Friday, 22 June 2012

Review: Canon 17-40mm F4 L

Well look what arrived in the post today:

Shiny!

Up to now, I've always used the Tamron 17-50mm F2.8 zoom lens to cover this range, and I've been almost completely happy with them. The Tamron's produce excellent images (especially on 1.6 crop sensors), and have an extra f-stop and 10mm at the zoom end over the Canon 17-40mm which I must admit I think I'll miss.

So why did I buy the Canon? Essentially it's because I'm completely sold on Canon's weather-sealing and I'm about to lose the second Tamron in 2 years to salt and/or water and/or mud and/or slime damage so I figured it was time to make a switch. As you will know if you've already read about my photography gear, I give my stuff a pretty hard time. Aside from dragging it around on boats wherever I go, I don't even have a proper camera bag and tend to just shove it all into a rucksack with my lunch if I'm heading out anywhere. I'll use it in rain, seaspray, snow or whatever and I've alarmed more than a few people with the amount of mud and fish scales that have occasionally coated it! The lenses and camera are covered in scrapes and bumps, but not a single bit of it has ever stopped working or failed to produce images as sharp and clear as the day I bought the kit. Except the Tamron.
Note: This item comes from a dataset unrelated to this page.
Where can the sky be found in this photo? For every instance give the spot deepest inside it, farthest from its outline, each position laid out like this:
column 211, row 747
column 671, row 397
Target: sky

Which is a real shame because like I said, it's a great lens and I'll miss it.

Anyway, my first impressions of the Canon 17-40mm so far are pretty much that it works. I wandered through the main campus at Glasgow University on my way home today and took loads of pictures of wildflowers, architectural shots, a view of Glasgow from the top of the hill, and even a load of shots from a graduation celebration in the main quadrangle, which was great until I got home and the thunder and lightning started and I got too excited... In my haste to try and shoot the storm, I deleted everything off my memory card to make room for the video files and I lost everything I'd shot today. So I don't really have anything very sensible to say about the images as yet, so I'll just show you this frame grab instead!

Lightning strike over Glasgow city, with an Alexander 'Greek' Thompson building in the foreground (which wasn't hit).

The only things I can really say about the lens so far though are that the autofocus is absolutely silent (to the point that I thought I'd switched it off completely) and incredibly fast and the build is nice and light, but feels sturdy. The zoom ring feels a little heavier than I'm used to from my other lenses, but it's not a big deal at all. The one thing I can't quite figure out is the ridiculous lens hood that is supplied with the lens. It's absolutely enormous and converts an otherwise perfectly normal-looking lens into  something that looks more like a giant cartoon flower. Maybe it's just there to make it look more impressive, but I can't imagine it offers that much protection or shading? I'll use it anyway since it can't hurt (except to make it slightly more awkward to squish everything into that rucksack), and since I regularly whack lenses off things it makes more sense to have the lens hood take the impact than the glass. Still, I'm pretty glad I bought a polariser to fit it as well since there doesn't seem to be a lot of front-end protection there.

Normal lens

Enormous flower-thing! 

Anyway, if the weather stops terrifying the dog long enough that we can actually go outside again for more than 30 seconds I'll hopefully have some replacement photos to share with you from this lens over the weekend. If not, the hound will have to be my test subject!

UPDATE!
Ok, so the weather improved over the weekend and although we couldn't head out of the city because we had some friends staying over, I took a wee trip out to the Glasgow Botanic Gardens and the Kibble Palace to test the lens out. I'm quite pleased with it! Here are a few test shots, all taken wide open at F4 across the zoom range. None of these have been sharpened, so they're shown here as they were shot:

Koi carp in the Kibble Palace pond. The glass roof is reflected in the water.


A close-up of one of the statues ('Stepping Stones')

As a portrait lens, it's pretty nice at the 40mm end. Kev was angry I made him look at plants.

Close up of a banana leaf

A close up of a red flower. The bokeh is quite nice, though it doesn't give the same separation of subject and background that you can get with wider aperture lenses.

Triffids! ... I mean Venus fly traps and pitcher plants

I'm pretty impressed with this. The sharpness and overall image quality already seem better than I was getting with the Tamron 17-50mm so I'm looking forward to seeing how it performs in more 'real-life' shooting scenarios on the next research cruise. It looks pretty nice as a short portrait lens (at the 40mm end), but the 17mm end shows a fair amount of distortion as you'd expect. It's not as bad as the fisheye, but it's not very flattering!